For most part it’s an adrenaline-filled rush, with Michael constantly escaping or climbing a trellis or plunging down waste disposal chutes, either with arms or without, in his own body or in a pieced-together monstrosity. The chapters are short and they often end with a bang, effectively whetting the reader’s appetite for more. There are also nice details that bring depth to the story when one least expects it – for instance, the reason why one and possibly more members of the staff work for such a strange and ethically dodgy doctor, and the way Michael realizes that going to the authorities would just mean becoming a guinea pig for more medical experimentation.
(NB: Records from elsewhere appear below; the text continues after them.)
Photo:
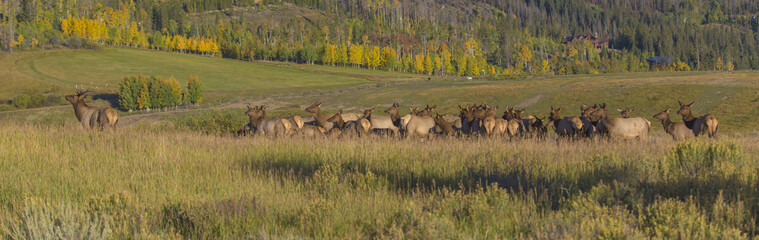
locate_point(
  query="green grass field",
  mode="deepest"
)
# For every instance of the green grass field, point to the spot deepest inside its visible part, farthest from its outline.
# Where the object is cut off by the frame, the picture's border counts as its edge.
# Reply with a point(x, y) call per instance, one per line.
point(109, 65)
point(161, 175)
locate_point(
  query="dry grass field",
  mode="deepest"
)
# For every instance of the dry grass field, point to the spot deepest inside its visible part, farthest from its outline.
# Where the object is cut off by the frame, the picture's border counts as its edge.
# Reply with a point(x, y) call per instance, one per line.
point(161, 182)
point(183, 174)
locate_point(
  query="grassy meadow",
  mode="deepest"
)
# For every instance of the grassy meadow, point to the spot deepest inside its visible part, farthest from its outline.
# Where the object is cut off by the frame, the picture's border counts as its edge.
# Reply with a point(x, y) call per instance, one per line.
point(181, 174)
point(159, 182)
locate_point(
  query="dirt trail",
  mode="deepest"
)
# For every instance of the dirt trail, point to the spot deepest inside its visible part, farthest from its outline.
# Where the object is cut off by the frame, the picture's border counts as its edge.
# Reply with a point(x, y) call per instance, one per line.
point(529, 102)
point(271, 102)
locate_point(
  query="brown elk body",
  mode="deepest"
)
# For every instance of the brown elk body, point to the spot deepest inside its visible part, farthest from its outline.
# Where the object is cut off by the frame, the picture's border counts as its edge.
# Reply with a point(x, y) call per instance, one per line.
point(677, 130)
point(446, 127)
point(359, 127)
point(92, 117)
point(262, 125)
point(623, 128)
point(469, 123)
point(415, 125)
point(565, 127)
point(625, 112)
point(320, 119)
point(706, 124)
point(383, 122)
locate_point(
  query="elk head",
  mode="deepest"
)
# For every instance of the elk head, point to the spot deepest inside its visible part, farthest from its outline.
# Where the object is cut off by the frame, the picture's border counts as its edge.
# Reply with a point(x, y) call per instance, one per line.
point(393, 110)
point(684, 108)
point(337, 117)
point(555, 114)
point(367, 112)
point(663, 115)
point(518, 113)
point(414, 111)
point(256, 112)
point(465, 113)
point(599, 113)
point(79, 95)
point(626, 112)
point(585, 110)
point(314, 108)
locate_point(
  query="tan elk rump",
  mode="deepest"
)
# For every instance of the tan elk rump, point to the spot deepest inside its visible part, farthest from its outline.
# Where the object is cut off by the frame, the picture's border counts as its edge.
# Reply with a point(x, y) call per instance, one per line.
point(677, 130)
point(706, 124)
point(91, 117)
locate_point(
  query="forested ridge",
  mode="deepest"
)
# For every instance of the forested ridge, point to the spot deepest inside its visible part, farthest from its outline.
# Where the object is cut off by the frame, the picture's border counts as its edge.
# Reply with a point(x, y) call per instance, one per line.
point(449, 37)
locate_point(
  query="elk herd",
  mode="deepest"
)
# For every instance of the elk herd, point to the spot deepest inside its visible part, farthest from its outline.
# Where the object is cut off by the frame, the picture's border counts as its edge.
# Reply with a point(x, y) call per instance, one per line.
point(478, 120)
point(472, 120)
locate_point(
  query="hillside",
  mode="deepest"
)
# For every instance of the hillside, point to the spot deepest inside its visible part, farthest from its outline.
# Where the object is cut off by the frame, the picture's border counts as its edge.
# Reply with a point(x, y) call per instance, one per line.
point(289, 88)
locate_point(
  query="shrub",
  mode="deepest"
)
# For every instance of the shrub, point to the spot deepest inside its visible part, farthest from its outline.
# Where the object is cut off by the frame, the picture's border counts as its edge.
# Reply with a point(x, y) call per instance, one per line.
point(40, 220)
point(194, 93)
point(141, 92)
point(212, 122)
point(22, 101)
point(700, 159)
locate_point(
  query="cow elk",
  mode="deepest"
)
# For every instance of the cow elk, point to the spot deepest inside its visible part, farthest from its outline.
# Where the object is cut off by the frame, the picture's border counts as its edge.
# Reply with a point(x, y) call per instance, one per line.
point(621, 128)
point(706, 124)
point(262, 125)
point(92, 117)
point(415, 125)
point(382, 122)
point(677, 130)
point(567, 126)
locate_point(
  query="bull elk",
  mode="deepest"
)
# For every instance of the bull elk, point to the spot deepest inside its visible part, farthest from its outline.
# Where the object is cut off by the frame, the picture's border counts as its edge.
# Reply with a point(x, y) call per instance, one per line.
point(677, 130)
point(92, 117)
point(383, 122)
point(624, 128)
point(706, 124)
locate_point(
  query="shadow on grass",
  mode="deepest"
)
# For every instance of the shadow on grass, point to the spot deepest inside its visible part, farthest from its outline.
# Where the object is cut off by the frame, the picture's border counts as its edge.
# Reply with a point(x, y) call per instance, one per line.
point(111, 98)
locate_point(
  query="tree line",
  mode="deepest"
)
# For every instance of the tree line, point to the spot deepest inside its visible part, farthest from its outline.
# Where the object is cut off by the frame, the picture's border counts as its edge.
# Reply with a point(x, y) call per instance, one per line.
point(146, 92)
point(482, 37)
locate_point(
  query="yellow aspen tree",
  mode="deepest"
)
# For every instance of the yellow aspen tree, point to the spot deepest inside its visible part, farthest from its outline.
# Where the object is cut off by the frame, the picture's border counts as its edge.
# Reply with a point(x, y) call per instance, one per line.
point(428, 65)
point(330, 54)
point(375, 58)
point(66, 26)
point(419, 63)
point(356, 55)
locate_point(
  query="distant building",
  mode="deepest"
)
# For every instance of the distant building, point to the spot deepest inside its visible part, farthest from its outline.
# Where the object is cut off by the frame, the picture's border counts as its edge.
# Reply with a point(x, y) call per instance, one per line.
point(593, 39)
point(658, 61)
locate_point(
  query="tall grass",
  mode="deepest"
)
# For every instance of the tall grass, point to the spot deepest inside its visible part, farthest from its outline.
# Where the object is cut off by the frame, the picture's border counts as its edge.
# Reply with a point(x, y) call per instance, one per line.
point(164, 183)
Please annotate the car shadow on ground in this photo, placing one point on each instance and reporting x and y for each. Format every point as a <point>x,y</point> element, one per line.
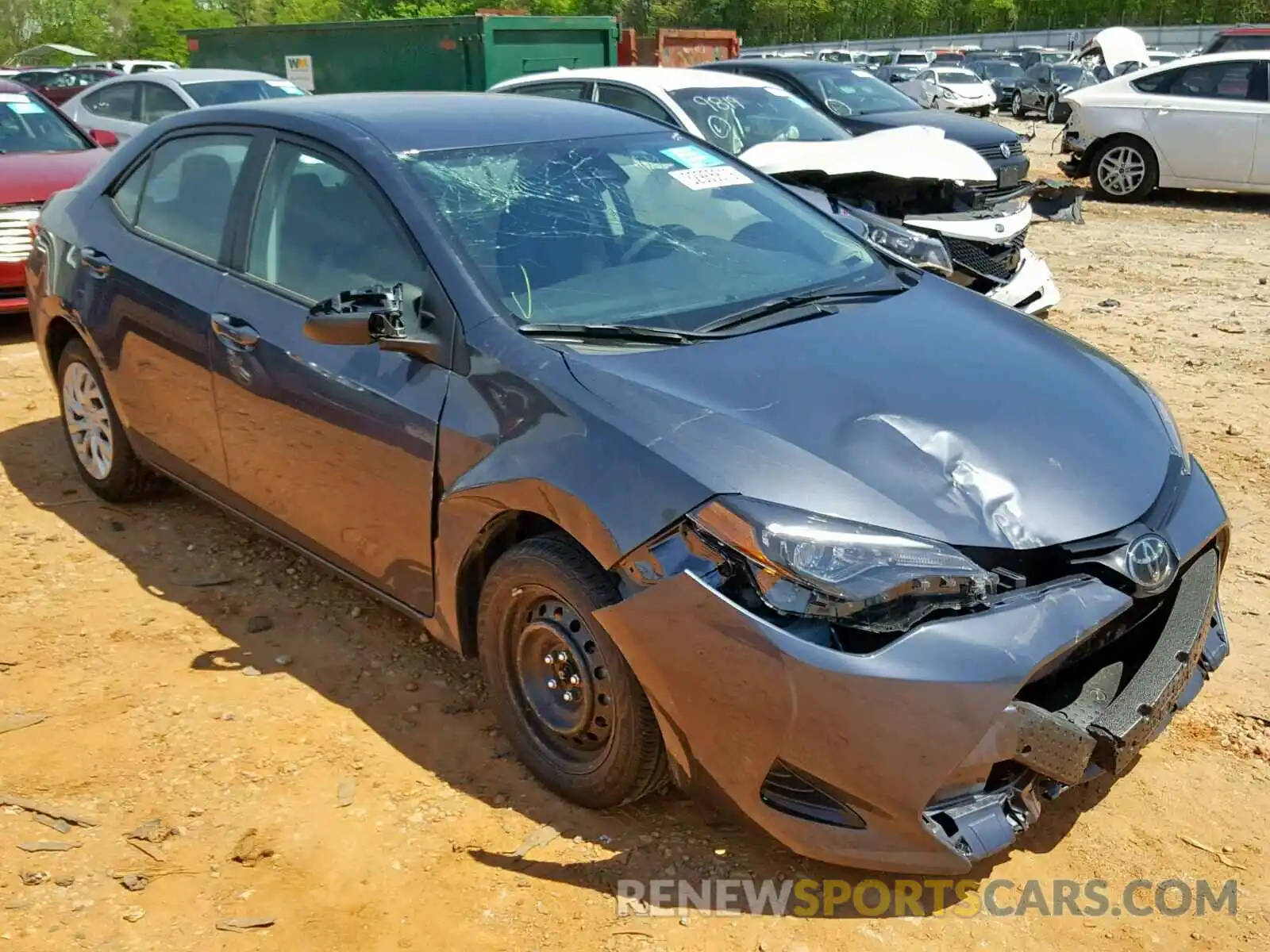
<point>290,617</point>
<point>14,329</point>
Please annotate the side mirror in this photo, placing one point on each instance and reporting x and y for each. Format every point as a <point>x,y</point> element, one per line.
<point>371,317</point>
<point>103,137</point>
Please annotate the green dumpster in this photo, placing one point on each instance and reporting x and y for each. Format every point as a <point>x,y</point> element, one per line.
<point>457,54</point>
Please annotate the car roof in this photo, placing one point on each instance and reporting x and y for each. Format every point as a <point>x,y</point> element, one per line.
<point>431,121</point>
<point>656,78</point>
<point>794,67</point>
<point>184,76</point>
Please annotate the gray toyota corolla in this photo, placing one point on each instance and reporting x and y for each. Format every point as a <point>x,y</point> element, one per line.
<point>719,493</point>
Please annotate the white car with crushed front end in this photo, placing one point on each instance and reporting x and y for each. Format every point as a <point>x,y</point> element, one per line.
<point>952,88</point>
<point>912,177</point>
<point>1202,122</point>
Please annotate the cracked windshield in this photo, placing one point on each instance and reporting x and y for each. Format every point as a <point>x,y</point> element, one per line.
<point>647,228</point>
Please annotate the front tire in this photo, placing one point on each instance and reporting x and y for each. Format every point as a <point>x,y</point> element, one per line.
<point>93,432</point>
<point>1123,169</point>
<point>565,697</point>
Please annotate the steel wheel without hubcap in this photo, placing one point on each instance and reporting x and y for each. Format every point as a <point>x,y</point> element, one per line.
<point>1122,171</point>
<point>88,420</point>
<point>559,673</point>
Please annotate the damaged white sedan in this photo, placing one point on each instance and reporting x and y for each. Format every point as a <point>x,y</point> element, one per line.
<point>914,186</point>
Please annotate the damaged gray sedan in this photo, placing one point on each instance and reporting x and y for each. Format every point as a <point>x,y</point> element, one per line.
<point>719,493</point>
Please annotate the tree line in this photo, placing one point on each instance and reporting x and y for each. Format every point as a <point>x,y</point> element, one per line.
<point>152,29</point>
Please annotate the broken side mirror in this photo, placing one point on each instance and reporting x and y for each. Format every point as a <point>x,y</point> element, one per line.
<point>372,315</point>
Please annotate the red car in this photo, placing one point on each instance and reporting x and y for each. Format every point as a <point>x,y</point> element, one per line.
<point>41,152</point>
<point>60,86</point>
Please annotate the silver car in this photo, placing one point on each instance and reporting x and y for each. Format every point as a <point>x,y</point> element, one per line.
<point>127,105</point>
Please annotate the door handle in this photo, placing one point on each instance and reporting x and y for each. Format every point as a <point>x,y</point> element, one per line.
<point>97,263</point>
<point>235,334</point>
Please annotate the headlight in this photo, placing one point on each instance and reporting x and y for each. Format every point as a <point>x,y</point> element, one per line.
<point>864,577</point>
<point>903,244</point>
<point>1175,435</point>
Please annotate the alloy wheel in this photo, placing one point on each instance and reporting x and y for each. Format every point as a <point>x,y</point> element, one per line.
<point>1122,171</point>
<point>88,420</point>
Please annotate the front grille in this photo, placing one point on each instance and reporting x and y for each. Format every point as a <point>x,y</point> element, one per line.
<point>16,232</point>
<point>994,152</point>
<point>997,262</point>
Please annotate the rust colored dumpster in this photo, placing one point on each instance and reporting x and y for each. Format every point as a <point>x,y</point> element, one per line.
<point>677,48</point>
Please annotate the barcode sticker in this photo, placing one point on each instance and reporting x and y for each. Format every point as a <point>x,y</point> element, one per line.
<point>714,177</point>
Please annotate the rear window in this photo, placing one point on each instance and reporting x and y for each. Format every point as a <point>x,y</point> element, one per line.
<point>224,92</point>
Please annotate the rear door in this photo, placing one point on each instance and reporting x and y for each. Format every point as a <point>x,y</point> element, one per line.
<point>333,447</point>
<point>111,107</point>
<point>146,287</point>
<point>1206,125</point>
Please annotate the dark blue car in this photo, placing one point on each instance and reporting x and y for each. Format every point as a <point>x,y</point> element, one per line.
<point>719,494</point>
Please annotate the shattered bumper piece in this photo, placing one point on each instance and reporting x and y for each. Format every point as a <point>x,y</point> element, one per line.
<point>1032,289</point>
<point>927,754</point>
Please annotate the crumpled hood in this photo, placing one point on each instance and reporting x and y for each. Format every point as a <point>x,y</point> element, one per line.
<point>969,130</point>
<point>1119,44</point>
<point>933,412</point>
<point>906,152</point>
<point>33,177</point>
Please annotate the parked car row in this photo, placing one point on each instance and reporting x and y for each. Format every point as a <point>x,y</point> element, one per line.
<point>709,482</point>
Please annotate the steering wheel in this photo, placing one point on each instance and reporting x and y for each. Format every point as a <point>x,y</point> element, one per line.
<point>643,241</point>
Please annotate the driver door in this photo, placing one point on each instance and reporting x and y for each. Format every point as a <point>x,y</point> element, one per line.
<point>332,447</point>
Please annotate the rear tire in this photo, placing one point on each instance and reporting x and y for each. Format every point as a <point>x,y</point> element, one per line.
<point>93,432</point>
<point>581,721</point>
<point>1123,169</point>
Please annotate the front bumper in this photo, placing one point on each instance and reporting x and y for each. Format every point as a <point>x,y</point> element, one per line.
<point>929,754</point>
<point>1032,289</point>
<point>13,287</point>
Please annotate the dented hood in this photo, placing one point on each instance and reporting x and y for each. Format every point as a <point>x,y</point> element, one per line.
<point>933,412</point>
<point>906,152</point>
<point>1119,44</point>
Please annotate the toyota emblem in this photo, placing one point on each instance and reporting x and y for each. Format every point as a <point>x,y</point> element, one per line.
<point>1149,562</point>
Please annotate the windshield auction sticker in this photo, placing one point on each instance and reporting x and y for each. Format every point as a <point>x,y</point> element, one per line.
<point>715,177</point>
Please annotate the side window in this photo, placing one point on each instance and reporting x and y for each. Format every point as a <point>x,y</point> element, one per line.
<point>556,90</point>
<point>186,198</point>
<point>114,102</point>
<point>1214,80</point>
<point>158,101</point>
<point>319,230</point>
<point>127,194</point>
<point>634,102</point>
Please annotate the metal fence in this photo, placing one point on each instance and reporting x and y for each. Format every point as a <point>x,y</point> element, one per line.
<point>1175,38</point>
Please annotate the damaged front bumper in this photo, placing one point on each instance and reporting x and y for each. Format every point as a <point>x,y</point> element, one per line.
<point>1032,289</point>
<point>940,748</point>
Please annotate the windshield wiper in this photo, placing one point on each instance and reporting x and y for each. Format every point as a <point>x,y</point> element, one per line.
<point>635,333</point>
<point>816,304</point>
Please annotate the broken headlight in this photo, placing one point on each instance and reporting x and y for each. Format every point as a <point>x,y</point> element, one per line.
<point>908,247</point>
<point>859,575</point>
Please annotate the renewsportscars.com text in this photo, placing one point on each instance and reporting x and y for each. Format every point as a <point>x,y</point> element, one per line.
<point>950,898</point>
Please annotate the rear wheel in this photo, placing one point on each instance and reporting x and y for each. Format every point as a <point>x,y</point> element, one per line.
<point>1123,169</point>
<point>565,697</point>
<point>93,432</point>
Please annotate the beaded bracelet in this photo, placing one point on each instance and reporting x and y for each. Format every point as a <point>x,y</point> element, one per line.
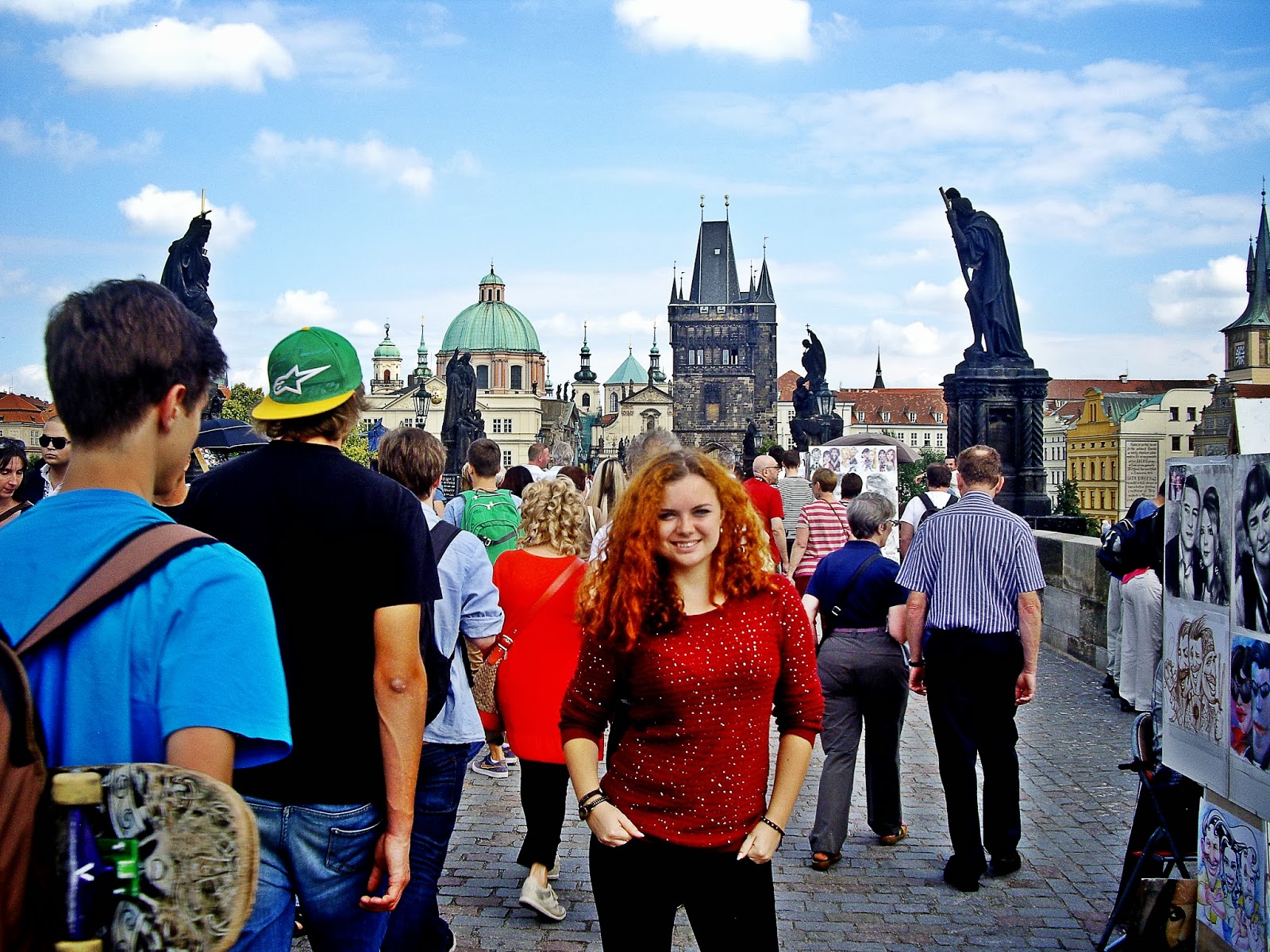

Medically it’s all glorious nonsense, in the great tradition of Frankenstein. The doctor carrying out the dubious experiments is an archetype, the Insane Scientist. He’s completely off his rocker, and so is his strangely horny security chief. Their experiments are creepy and horrific, but there isn’t really anything more to them, there are no further revelations to be had. It’s a rollercoaster for sure, but like a rollercoaster it stays rather predictably on track – perhaps it feels a bit too safe for a horror novel, even if it does feature some quite bravely strange imagery. Still, it’s great fun to read about Michael’s skewed fate that continually goes from bad to worse (out of the frying pan and straight into Hell, as he observes in the novel). And there’s nothing wrong with a book that’s just out there to entertain, and as said, it’s in good company.